Leica, China e a nossa impotência diante das injustiças

Frame do comercial da Leica que gerou problemas com o regime chinês.

Há muitos anos desisti de escrever sobre tecnologia. Ao menos, escrever rotineiramente. Quando você se acostuma a falar de alguma coisa como tecnologia de consumo, não há muito mais que te incomode ou motive. Costuma ser mais do mesmo: mais um novo telefone celular, mais um novo processador, mais uma nova TV que faz exatamente a mesma coisa, mas um pouquinho mais rápido. Basicamente, para a maioria são raros os avanços que justifiquem o transtorno e o preço — idealmente, compraríamos um novo somente quando o velho quebrasse. Sua vida não será 50% melhor se você trocar o seu atual celular por outro que, garante a fabricante, é 50% mais rápido (com um asterisco informando, em letras miúdas, que o ganho se dá em condições bem específicas e irreais).

Mas então aparecem umas notícias que… incomodam. E, aí sim, dá vontade de escrever porque algumas coisas acabam entaladas na garganta. São notícias que fazem algumas engrenagens saírem da inércia.

Na última sexta-feira (19), a China baniu a palavra “Leica” de suas mídias sociais.
Leica, como sabe o distinto leitor, é uma renomada fabricante alemã de câmeras fotográficas, lentes e microscópios ópticos. A marca é lendária. Talvez menos famosa entre os millennials, mas respeitada por fotógrafos e profissionais do meio jornalístico.

O pontapé inicial de toda a controvérsia foi o excelente vídeo promocional The Hunt produzido pela agência de publicidade brasileira F/Nazca Saatchi & Saatchi. Obviamente, o motivo é a alusão ao episódio que ficou conhecido como Massacre da Praça da Paz Celestial, na Pequim de 1989, quando estudantes, intelectuais e populares protestavam por maiores liberdades políticas e econômicas. Lembra algo?

O governo chinês da época reconheceu a morte de “apenas” algumas centenas de pessoas. Número e opinião dignos do país.

O protesto gerou uma foto icônica de um chinês que se posicionou em frente a uma fileira de tanques, com sacolas de compras nas mãos, bloqueando a passagem dos pesados veículos blindados do Exército (veja o vídeo completo). Jeff Widener fez a fotografia capa da revista Time a que o vídeo alude. A câmera não era Leica.

A icônica foto do "tank man" na Praça da Paz Celestial, em Pequim, 1989.
Foto: Jeff Widener/Associated Press.

O vídeo da F/Nazca retrata outras situações onde o fotojornalista enfrenta situações ameaçadoras à sua integridade física, mas nenhuma é tão evidente ou tem tanto apelo emocional quanto a do chamado “tank man”.

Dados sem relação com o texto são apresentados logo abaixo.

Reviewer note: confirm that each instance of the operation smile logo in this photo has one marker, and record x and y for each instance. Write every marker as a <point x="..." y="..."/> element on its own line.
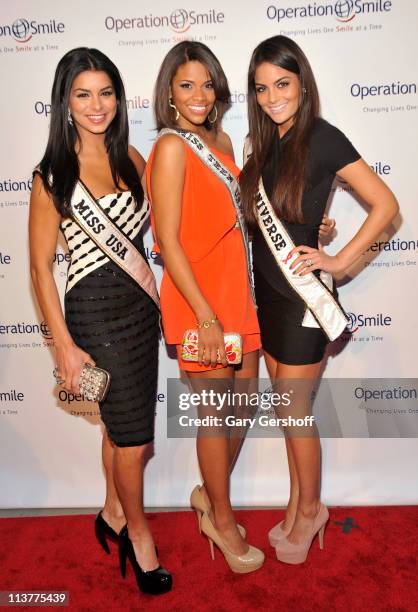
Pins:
<point x="358" y="321"/>
<point x="342" y="10"/>
<point x="179" y="21"/>
<point x="22" y="30"/>
<point x="26" y="329"/>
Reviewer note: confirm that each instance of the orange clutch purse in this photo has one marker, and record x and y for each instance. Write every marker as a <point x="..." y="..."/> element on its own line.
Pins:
<point x="233" y="347"/>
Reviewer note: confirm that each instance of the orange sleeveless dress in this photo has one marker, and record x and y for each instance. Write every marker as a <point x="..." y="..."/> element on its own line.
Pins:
<point x="215" y="250"/>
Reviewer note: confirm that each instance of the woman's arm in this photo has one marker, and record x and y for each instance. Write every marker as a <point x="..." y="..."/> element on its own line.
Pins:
<point x="384" y="207"/>
<point x="44" y="221"/>
<point x="167" y="181"/>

Eu já estive na China. Conheci algumas indústrias, um pouco do tratamento dado aos trabalhadores do “chão de fábrica”, das relações de empresários com o governo e da grandiosidade imposta pelo vigoroso crescimento econômico de uma economia planificada. Nem tudo são flores, como acontece em qualquer lugar do mundo.

Cabem aqui duas histórias dessa viagem. Na primeira, havia uma chinesa trabalhando em uma prensa hidráulica de 320 toneladas de pressão. Tinha os cabelos presos em um rabo-de-cavalo e calçava chinelos de couro puído. Questionei o dono da fábrica1 o motivo de ela não estar usando equipamentos de proteção nem seguindo as normas internacionais de segurança no trabalho. Afinal, “o que aconteceria se ela se machucasse?”

Pasmo, me olhando como se o próprio Mr. Spock tivesse se materializado em frente dele, a resposta dele foi: “Eu contrataria outra.”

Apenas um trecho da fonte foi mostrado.